Methods: Isolates from UK patients receiving vancomycin therapy for MRSA bacteraemia in 2008-10 were collected, along with clinical details. Outcomes (i.e. patient survival or bacteraemia resolution) were reported 28 days after vancomycin therapy ended. The relationship between clinical outcome and MIC--as determined by CLSI and BSAC agar dilution methods--was assessed.
Results: Among 228 MRSA bacteraemias, 82% were caused by EMRSA-15; 65% of the patients were male and the median age was 70.5 years. MICs correlated between methods, but CLSI agar dilution testing gave a mode at 1 mg/L with only 12% of results either side, whereas the BSAC method gave a mode straddling 0.7-1 mg/L with <4% outliers. Twenty-three percent of patients died, with MRSA contributory in half; another 17% had unresolved bacteraemia at 28 days. Neither death nor unresolved bacteraemia was significantly associated with higher vancomycin MICs by either method. Rifampicin co-therapy had no quantifiable effect on outcome. The patient's age was the only significant correlate of patient outcome (P < 0.01); the underlying medical condition of the patient was important for the resolution of bacteraemia (P < 0.01), though not for overall mortality.

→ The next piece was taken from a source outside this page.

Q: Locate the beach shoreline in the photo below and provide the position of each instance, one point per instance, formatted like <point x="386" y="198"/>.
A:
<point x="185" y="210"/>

Conclusions: Subtle vancomycin MIC differences did not correlate with worse outcomes for vancomycin monotherapy or for vancomycin/rifampicin co-therapy in MRSA bacteraemia. Regardless of the exact MIC-outcome relationship, detecting such small MIC differences seems unlikely to be reliable in routine laboratories.
Keywords: BSAC; CLSI; EMRSA-15; mortality.